4.1 Import Braze Data
Create a new Google Sheets document. Click File -> Import -> Upload your first Braze CSV. Under Import Location select Replace current sheet.
Click Import data.
If you removed PII from your Braze data, it should look similar to this:
Highlight all empty columns -> Right click on a selected column -> Delete columns
To add the rest of your Braze CSVs, repeat the process above for each CSV, but instead of selecting 'Replace current sheet', select 'Append to current sheet'.
Repeat this process for each CSV that you exported from Braze.
Double click on the sheet's name and rename it Braze.
4.2 Import Metrics Data
Click File -> Import -> Upload your Metrics data CSV. Under Import Location select Insert new sheet(s).
Click Import data.
Double click on the sheet's name and rename it Metrics.
4.3 Compare Data
Create a new column for each communication preference method (e.g., SMS Match, Push Match, etc).
In cell H2 paste this formula:
=C2 = REGEXMATCH(FILTER(Braze!$B:$B, Braze!$A:$A = $A2), "\b" & $B2 & "_" & C$1 & "\b")
Where Braze is the name of the sheet with your Braze data.
In cell C2 we can see SMS preferences for all_lotteries is set to TRUE in the Metrics data. So this formula will return TRUE if the customers communication_preferences data in the Braze sheet contains all_lotteries_sms.
Select the cell with the formula and hover over the circle in the bottom right corner. Double click to populate the formula for the entire column.
Select all the cells in the column containing the formula. Then click and drag the blue circle in the bottom right hand corner of the cell to the right to apply it to the other four columns.
4.4 Identify Out-Of-Sync Customers
Create a final column called All Match that will tell us whether each customers communication preferences are synced correctly.
Modify the below formula based on what communication methods your site sends to Braze.
E.g., if your site only sends SMS and email preferences to Braze then the below formula should only check H2 and J2.
=AND(H2, I2, J2, K2, L2)
Copy paste the formula into cell M2.
Double click the blue circle in the bottom right corner of the cell to apply the formula to the whole column.

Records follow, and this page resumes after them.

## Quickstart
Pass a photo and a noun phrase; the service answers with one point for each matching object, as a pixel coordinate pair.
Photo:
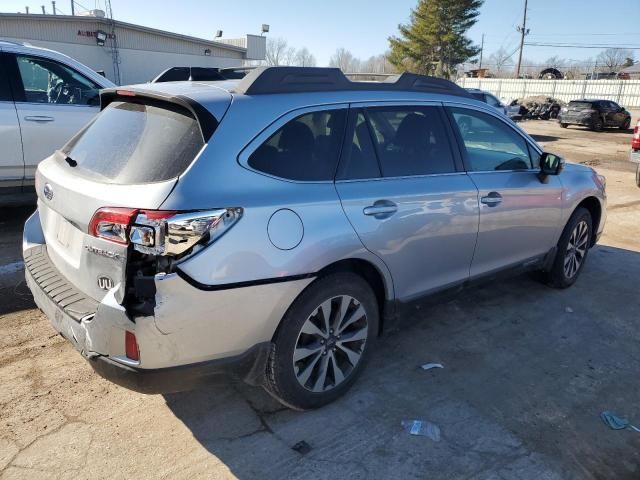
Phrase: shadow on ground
(545, 138)
(528, 369)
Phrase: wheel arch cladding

Click on the M column -> Click 'Create a filter' in the tool bar.
Click the three horizontal lines icon next to All Match -> deselect all values apart from FALSE to view customers who are out of sync between Metrics and Braze.
This gives you a list of customers to manually sync via the admin site.
Step 5: Sync Customers
Log in to JLP Admin -> navigate to the customer profile.
Click Sync account. Repeat this process for each customer to be synced.
Note: Allow up to one hour for the sync to reach Braze.